Most free information on the Internet is easy and convenient to acquire. You just point and click. Some requires registration. But most is as frictionless as our current technology will allow.
When you put roadblocks between your visitors (also known as customers) and your product, you increase the odds they’ll leave and not come back. I understand free means they don’t pay. But free also means you’re building an audience. The benefit of free is you spread your ideas and goodwill to more people.
But putting your free articles behind a clumsy shopping cart changes things. Because when you charge a visitor the price of time and hassle you’ve just increased their cost of doing business with you. Your free products are no longer free.
If your intent is to share your ideas, spread the wealth of knowledge and build your community, then your current Free Articles page is not helping. It’s hurting.
The good news is, your fix is simple. Remove the barriers. Make it easy and convenient for people to acquire your articles. Then they can move on to others things, like getting better at Getting Things Done.
Sincerely,
Kevin Stirtz
The Amazing Service Guy



{ 4 comments… read them below or add one }
I’m not familiar with the site you mentioned or its author. Having read your post, I looked at their site to see if I shared your opinion. I do.
The shopping cart thing for free articles is frustrating, but more frustrating to me was I couldn’t find the free articles in the first place. Of course, they’re in the middle of page and once found are obvious. The problem was I kept looking at the main navigation or searching for a prominent button somewhere.

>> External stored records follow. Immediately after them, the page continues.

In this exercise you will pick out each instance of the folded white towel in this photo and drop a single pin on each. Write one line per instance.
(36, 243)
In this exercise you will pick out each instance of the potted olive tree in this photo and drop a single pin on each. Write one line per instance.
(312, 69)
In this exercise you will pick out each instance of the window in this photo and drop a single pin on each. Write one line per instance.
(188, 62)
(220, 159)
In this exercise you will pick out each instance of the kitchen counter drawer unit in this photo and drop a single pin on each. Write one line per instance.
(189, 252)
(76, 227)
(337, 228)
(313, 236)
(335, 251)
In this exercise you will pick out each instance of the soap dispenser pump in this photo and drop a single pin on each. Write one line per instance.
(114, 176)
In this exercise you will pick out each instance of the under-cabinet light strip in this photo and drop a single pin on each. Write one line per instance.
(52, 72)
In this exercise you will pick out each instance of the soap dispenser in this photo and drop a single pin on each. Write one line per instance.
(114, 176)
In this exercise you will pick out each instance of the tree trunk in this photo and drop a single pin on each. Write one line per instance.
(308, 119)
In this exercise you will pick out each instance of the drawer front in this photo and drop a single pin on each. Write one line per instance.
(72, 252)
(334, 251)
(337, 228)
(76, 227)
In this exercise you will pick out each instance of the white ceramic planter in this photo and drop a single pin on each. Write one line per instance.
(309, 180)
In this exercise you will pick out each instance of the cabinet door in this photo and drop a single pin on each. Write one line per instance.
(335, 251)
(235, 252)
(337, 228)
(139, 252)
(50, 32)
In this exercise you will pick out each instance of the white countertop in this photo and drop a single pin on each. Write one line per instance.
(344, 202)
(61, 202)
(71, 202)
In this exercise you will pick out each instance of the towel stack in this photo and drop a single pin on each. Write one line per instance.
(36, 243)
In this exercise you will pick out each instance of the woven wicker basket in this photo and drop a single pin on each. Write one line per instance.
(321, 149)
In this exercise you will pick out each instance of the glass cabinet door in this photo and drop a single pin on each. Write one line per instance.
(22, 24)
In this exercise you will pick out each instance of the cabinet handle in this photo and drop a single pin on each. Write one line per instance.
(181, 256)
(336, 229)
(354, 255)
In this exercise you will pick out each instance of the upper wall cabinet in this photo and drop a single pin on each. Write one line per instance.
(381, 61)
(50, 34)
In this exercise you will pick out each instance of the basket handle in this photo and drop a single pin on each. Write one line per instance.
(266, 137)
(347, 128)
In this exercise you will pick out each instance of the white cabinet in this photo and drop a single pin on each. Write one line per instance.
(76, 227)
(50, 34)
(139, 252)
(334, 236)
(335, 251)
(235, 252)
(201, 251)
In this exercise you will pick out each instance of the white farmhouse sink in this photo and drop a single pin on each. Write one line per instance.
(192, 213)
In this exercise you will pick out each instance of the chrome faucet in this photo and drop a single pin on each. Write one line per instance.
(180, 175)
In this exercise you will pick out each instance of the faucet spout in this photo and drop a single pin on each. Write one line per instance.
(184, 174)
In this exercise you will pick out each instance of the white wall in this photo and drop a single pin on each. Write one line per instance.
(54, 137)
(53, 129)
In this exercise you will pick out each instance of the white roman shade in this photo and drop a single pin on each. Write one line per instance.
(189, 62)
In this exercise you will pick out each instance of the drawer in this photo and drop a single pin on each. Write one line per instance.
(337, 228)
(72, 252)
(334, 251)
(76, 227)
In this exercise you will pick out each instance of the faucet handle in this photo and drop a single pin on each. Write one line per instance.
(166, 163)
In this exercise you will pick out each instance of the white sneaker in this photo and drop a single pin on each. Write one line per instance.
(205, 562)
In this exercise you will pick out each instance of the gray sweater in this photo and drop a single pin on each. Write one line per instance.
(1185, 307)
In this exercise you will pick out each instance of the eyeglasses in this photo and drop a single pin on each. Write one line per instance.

It might be a lesson in design we all should heed. If free articles are offered, do we expect to easily find them? And if so, do we expect them to be readily readable? I believe so.
My conclusion is the site’s author doesn’t use the free articles as a lead attraction or nurturing tactic. If that’s the case, then what they’re doing is OK.
Interesting.
Jim – good point about their intent. Given Mr Allen’s celebrity-like status, he does not need a bunch of free articles to draw traffic to his website. But I would suggest making them difficult to get at (even once you find them) is still a mistake. It would be better to offer no free articles than to make them hard to get. “Hard to get” creates a bad user experience. I doubt that’s their intent.
Thanks for sharing your thoughts!
Great post Kevin! I’m a GTD fan too, but I haven’t spent much time on the site. I’m interested to see if/how David Allen responds.
Same here. GTD is such a great model I hate to see it tainted (even a little) by a hard to use website. Thanks for reading Tim!